According to recent scientific research (mentioned in the BBC programme What are we feeding our kids?) by Dr Kevin Hall of the National Institutes of Health, one in five people’s diets are made up of 80 per cent ultra-processed food. Evidence shows that our brains are being hardwired to want this food, and this leads on average to a daily 500 calorie increase.
This surplus food is part of a ‘profit above all else’ subsidised food industry that is able to dictate and offload inferior food. Could this be perceived as a cynical act by the government aimed at those most in need?
People on low incomes are statistically more prone to malnutrition, obesity and diabetes as poor quality, additive ridden, fat and sugar-based foods are often the cheapest options for cash-strapped households not able to make healthier choices.
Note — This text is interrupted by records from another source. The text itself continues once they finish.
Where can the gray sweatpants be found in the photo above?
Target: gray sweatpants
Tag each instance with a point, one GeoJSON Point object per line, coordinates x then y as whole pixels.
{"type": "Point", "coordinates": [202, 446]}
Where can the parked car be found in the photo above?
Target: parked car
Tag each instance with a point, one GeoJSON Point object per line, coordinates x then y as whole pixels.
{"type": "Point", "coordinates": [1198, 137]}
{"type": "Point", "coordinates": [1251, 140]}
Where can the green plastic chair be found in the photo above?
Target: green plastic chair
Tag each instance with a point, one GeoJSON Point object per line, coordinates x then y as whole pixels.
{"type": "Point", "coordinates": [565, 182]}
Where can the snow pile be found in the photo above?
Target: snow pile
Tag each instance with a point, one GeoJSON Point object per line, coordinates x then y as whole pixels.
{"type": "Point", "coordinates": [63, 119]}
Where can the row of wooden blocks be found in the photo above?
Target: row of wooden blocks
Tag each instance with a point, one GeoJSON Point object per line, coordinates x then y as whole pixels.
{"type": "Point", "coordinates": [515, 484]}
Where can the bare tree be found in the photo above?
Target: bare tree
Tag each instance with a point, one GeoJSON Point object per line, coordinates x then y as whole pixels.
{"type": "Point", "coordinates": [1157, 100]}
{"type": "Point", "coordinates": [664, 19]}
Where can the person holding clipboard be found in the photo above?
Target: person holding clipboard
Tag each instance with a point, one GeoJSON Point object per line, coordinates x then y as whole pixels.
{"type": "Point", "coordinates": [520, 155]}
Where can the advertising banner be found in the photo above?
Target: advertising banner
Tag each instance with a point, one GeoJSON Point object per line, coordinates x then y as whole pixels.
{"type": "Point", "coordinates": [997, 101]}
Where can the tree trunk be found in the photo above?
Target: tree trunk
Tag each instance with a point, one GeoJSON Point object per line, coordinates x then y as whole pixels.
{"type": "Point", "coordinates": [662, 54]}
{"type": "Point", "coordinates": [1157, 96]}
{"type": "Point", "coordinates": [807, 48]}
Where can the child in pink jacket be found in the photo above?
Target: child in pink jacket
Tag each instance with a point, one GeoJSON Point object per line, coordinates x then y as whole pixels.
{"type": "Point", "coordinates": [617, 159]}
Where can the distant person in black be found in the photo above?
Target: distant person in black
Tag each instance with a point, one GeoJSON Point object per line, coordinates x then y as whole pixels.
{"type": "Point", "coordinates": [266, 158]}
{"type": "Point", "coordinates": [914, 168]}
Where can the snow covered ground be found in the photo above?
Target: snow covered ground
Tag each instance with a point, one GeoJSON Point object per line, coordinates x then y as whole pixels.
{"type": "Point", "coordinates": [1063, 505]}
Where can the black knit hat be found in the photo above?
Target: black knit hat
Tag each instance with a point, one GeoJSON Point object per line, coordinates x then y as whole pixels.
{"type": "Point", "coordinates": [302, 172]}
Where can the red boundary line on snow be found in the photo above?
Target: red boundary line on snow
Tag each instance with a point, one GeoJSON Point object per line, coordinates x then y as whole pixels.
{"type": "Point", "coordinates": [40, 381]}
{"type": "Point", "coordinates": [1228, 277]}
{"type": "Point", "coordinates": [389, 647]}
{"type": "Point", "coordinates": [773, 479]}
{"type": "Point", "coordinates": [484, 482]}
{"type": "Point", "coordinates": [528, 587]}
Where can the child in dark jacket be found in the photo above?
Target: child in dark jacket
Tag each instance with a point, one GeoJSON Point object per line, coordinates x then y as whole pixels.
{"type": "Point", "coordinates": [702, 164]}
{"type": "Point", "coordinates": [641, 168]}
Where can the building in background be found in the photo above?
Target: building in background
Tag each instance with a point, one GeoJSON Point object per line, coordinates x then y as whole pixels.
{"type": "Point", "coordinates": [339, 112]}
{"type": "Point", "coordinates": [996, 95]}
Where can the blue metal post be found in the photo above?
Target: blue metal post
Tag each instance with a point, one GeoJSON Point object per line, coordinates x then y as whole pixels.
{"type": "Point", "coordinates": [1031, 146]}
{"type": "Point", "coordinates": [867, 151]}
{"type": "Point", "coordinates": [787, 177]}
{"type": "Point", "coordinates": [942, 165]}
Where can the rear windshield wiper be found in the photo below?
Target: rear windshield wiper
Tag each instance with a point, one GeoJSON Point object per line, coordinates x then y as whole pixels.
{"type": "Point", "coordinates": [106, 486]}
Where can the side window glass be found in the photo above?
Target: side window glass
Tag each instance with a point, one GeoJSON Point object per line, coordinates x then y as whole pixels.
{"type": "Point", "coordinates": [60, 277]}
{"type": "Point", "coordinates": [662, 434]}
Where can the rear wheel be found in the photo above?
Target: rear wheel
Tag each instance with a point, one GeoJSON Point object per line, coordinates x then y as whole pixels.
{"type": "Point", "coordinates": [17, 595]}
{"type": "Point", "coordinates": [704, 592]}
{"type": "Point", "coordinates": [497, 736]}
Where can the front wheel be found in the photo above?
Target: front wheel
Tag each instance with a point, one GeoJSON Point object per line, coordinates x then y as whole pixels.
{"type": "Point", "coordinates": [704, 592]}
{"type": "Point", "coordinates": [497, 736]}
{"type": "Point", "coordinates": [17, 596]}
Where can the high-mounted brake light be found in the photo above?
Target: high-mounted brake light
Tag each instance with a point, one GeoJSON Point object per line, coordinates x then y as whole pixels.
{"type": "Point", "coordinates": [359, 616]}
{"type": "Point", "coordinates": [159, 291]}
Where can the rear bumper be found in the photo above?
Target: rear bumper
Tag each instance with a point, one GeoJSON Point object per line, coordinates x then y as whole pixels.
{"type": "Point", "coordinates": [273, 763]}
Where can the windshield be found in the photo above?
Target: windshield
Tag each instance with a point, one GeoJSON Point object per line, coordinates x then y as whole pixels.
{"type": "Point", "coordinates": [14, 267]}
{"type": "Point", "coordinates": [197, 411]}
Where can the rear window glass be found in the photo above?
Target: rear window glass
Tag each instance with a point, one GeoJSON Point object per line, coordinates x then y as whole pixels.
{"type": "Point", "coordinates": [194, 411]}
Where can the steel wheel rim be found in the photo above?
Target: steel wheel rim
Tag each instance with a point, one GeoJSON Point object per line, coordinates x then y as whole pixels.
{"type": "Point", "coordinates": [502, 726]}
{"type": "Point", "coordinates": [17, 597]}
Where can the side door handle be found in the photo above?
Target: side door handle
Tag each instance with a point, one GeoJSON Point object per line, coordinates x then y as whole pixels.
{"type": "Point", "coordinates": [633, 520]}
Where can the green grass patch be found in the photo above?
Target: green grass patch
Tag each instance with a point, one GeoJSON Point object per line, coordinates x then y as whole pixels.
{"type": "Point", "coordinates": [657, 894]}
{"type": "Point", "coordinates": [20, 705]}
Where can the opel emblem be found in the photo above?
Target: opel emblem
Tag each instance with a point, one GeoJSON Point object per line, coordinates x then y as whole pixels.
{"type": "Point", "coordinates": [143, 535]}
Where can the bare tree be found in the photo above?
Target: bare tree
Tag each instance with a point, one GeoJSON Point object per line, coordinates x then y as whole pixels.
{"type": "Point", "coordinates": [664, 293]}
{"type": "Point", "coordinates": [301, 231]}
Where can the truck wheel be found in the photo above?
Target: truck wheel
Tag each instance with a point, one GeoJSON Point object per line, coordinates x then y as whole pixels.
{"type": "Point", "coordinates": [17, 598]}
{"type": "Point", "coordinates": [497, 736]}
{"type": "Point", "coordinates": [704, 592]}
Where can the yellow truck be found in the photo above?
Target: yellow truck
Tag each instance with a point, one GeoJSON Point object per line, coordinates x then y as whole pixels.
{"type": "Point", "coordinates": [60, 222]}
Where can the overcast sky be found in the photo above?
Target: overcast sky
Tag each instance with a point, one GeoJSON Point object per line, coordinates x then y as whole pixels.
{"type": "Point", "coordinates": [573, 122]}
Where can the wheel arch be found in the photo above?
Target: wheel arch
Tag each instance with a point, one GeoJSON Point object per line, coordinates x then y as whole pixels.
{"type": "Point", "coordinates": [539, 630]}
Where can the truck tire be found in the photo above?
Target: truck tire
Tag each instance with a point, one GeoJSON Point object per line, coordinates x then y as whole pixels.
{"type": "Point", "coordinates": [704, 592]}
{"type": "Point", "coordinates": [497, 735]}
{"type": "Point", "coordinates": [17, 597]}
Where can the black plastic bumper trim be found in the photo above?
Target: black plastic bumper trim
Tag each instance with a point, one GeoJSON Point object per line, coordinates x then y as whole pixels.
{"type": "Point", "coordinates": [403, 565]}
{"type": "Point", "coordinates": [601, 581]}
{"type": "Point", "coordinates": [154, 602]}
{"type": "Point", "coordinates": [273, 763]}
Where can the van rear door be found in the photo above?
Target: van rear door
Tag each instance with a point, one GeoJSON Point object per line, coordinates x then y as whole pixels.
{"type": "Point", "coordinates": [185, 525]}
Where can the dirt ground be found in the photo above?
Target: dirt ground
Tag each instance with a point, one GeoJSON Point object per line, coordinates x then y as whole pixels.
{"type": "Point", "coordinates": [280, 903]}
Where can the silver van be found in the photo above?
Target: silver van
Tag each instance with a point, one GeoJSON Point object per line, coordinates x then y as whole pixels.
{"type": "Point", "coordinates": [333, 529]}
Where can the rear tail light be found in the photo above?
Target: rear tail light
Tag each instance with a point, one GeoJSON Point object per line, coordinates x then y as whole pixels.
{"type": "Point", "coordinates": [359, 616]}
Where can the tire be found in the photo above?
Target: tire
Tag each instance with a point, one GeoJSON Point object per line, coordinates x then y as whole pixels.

Food in Community’s activities over the past eight years have included supplying food aid organisations, such as food banks, with fresh vegetables and fruit otherwise lacking in their recipient parcels. Post-Covid we have seen an extraordinary rise in demand for food assistance.
Even though we try to make these food boxes as attractive as possible, giving these free and to the recipient’s doorstep, we believe this isn’t an ideal option – far better to give people the choice of what to buy and eat.
As such, Food in Community (supported by IFAN and trialled already in Scotland and soon in Cornwall) is pushing for a radical departure from the giving of food aid by joining the call for a cash-first system. Fundamental to this is earlier referrals for help and guidance before a household’s financiers become critical.
Food purchasing vouchers for the shop of choice could be issued as a stop gap while problems are being resolved or when claiming benefit, while applications are being processed.
Giving people back the power to make food choices for themselves by having enough money in their pockets would lessen the ignominy around food aid and help restore confidence. Professional help to sort the problems that might have led to situations of financial poverty could free up more time for considering healthier lifestyles, improving health and wellbeing, and eventually even forcing the large food producers and government to seriously rethink food aid, rather than sicken our society.